Adeta kendilerince güç gösterisi yapıyorlar.
Eminim ki benim yazımdan sonra da Ankara’daki bazı kaynaklarını panikle arayıp, ‘ya başımıza bir şey gelir mi?’ demişlerdir.

Artık ne cevap aldılar ben bilemem ancak.
Devletin terör ve çetelerle mücadeledeki kararlığınını gördüler.
Eğer gerçekten Ankara’da destekçileri varsa- ki sanmıyorum- yakın zamanda telefonlarına kimsenin çıkmayacağını düşünüyorum.
Şöyle düşünün: Siz yıllardır piyasada olan bir gazetecisiniz, iyi kötü pek çok haber yapmışsınız.
Bu sıfatla da pek çok siyasiyle ikili ilişki geliştirmişsiniz.
Aman o siyasetçiye çok yakınım, aman şu benim kankam diye hava atıyorsunuz.
Fakat sizin ne halt yediğinizden siyasetçinin haberi yok.
Çünkü sizi gazeteci zannediyor!
Ne haltlar yediğinizi, kaleminizi kime sattığınızı bilseler selam vermezler!

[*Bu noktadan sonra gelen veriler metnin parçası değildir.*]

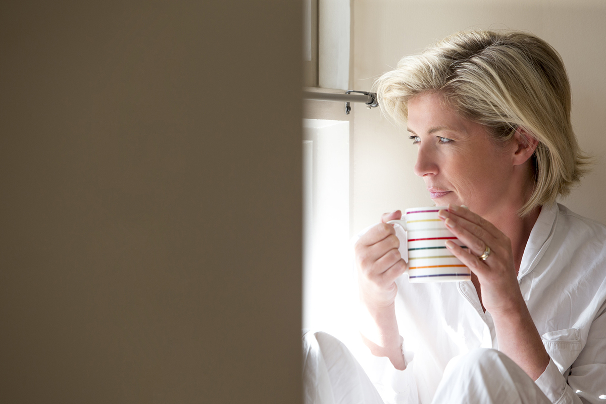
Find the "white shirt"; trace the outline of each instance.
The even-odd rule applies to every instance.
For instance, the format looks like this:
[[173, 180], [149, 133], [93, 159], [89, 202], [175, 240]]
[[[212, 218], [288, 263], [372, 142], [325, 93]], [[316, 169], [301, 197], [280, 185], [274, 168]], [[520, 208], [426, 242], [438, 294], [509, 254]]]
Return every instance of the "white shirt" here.
[[[553, 403], [606, 403], [606, 227], [561, 205], [543, 207], [518, 280], [551, 357], [537, 385]], [[375, 368], [365, 369], [373, 381], [395, 390], [389, 401], [410, 396], [414, 384], [428, 404], [453, 357], [498, 349], [494, 325], [470, 281], [410, 283], [404, 276], [396, 283], [398, 325], [414, 360], [402, 371], [387, 358], [361, 362]]]

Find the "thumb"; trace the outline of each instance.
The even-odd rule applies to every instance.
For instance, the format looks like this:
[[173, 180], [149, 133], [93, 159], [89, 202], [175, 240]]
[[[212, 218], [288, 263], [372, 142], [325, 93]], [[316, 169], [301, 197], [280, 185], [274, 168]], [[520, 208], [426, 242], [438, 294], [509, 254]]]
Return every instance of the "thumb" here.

Bakın sırdaşlar, medya bir ülkenin demokrasisinin ve milli güvenliğinin en önemli yapı taşlarından biridir.
Parayı basanın medya sahibi olduğu bir ülkede, herkes bir gün operasyon kurbanı olabilir.
İşte bu nedenle de hiçbir ülke, böylesine tehlikeli bir gidişatı oturup izlemez.

Bile isteye bu paraya hizmet eden ‘’gazetecileri’’ kınıyorum.
Ekmek parasının peşinde olan emekçilerse, yine bu meselenin kaybedeni olacak.
Çünkü bu kirli para medyadan çekildiğinde maalesef pek çok gazeteci yine işsiz kalacak.
O nedenle emekçilere, uyanık olmalarını, bu kirli paraya ve onun kölesi olmuş gazetecimsilere karşı dikkatli olmalarını öneriyorum.

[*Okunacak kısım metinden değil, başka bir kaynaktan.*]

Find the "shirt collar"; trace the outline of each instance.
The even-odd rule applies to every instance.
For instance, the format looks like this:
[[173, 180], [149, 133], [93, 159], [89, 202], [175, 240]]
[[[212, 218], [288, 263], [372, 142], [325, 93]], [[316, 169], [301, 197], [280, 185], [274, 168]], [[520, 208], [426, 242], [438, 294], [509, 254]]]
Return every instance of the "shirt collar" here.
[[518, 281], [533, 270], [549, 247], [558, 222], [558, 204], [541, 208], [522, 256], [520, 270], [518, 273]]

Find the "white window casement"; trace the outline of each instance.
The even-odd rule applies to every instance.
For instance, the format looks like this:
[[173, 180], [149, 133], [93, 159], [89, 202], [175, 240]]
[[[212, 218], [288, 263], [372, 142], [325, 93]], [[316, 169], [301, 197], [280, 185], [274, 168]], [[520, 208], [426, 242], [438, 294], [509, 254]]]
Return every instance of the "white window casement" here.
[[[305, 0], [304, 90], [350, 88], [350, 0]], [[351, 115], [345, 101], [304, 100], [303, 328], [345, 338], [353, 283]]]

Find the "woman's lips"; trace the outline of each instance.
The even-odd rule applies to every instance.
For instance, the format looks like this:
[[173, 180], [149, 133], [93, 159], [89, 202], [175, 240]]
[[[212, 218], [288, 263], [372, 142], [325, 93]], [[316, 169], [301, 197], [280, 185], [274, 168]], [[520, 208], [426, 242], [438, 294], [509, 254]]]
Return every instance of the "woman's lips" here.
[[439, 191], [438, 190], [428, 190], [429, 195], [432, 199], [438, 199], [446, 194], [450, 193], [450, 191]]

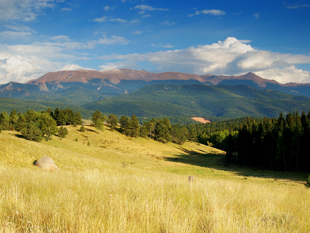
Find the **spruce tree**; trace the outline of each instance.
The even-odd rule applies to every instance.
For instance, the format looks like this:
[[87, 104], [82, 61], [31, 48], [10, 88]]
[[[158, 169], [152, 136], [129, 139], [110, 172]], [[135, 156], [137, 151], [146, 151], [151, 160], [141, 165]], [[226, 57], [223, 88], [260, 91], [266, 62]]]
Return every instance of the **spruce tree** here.
[[66, 137], [66, 136], [68, 134], [68, 130], [65, 127], [64, 127], [62, 126], [58, 129], [58, 135], [59, 137], [61, 138], [64, 138]]
[[126, 135], [129, 135], [130, 118], [125, 116], [123, 116], [119, 119], [119, 123], [121, 125], [120, 130], [122, 133]]
[[42, 113], [38, 119], [39, 127], [46, 140], [51, 140], [51, 135], [57, 132], [58, 128], [56, 121], [47, 112]]
[[129, 135], [135, 138], [139, 136], [140, 125], [138, 118], [134, 115], [133, 115], [130, 119], [129, 126]]
[[114, 131], [114, 128], [117, 125], [118, 119], [114, 114], [111, 114], [109, 116], [107, 121], [108, 123], [110, 124], [110, 128], [112, 131]]
[[25, 139], [38, 142], [41, 141], [43, 135], [38, 123], [36, 122], [28, 123], [22, 130], [21, 133]]
[[85, 132], [85, 127], [84, 127], [84, 126], [82, 125], [80, 128], [80, 131], [81, 132]]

SÖZCÜ TV’DE MAAŞ KRİZİ: KİMLER YÜZÜNDEN EMEKÇİYE PARA KALMADI?

Yoldaşlarım, medyamızdaki maaş kriziyle ilgili yaza yaza klavyemde tuş kalmadığı için,
artık daha ne yazayım bilmiyorum.
Dört bir yandan bilgi, şikayet, serzeniş akıyor.
Elimden geldiğince yer vermeye çalışacağım.
Ancak bu serzenişlerden biri gerçekten sabrımın son damlası oldu.

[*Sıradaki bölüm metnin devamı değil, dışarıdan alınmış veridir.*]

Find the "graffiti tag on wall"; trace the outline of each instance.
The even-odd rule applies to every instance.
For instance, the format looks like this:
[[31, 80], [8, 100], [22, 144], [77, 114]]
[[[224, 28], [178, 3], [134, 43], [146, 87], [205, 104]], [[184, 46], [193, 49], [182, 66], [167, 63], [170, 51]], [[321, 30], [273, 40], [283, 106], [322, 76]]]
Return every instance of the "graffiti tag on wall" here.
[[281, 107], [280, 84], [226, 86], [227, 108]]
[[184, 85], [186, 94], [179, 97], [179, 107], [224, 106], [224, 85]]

İddiaya göre, büyük transferlerle seçim öncesi atak yapan Sözcü TV, muhalefetin seçim yenilgisinden sonra zor zamanlardan geçiyormuş.
Kaynak kısıtlı olabilir, anlarım.
Ancak Sözcü TV çalışanlarının keskin kulaklarıma fısıldadığı bilgilere göre, çalışanlara doğru düzgün zam yapılamamış.
Nedeni de dolgun olan ekran yüzü maaşlarıymış.
İddiaya göre, Sözcü TV maaş bütçesinin çoğu ekran yüzlerine gittiği için, emekçilere de adeta tencerenin dibinde kalanlar layık görülüyormuş.
Özellikle Fatih Portakal ve Mesut Yar’ın maaşlarının, bütçeyi zorladığı öne sürülüyor.
Bu nedenle de, ara kademe yöneticiler, editörler de dahil olmak üzere, pek çok emekçiye doğru düzgün zam yapılamamış.

Sözcü TV yönetimi bu işe ne der bilmiyorum.
Cevap hakkı için sayfam kendilerine açık.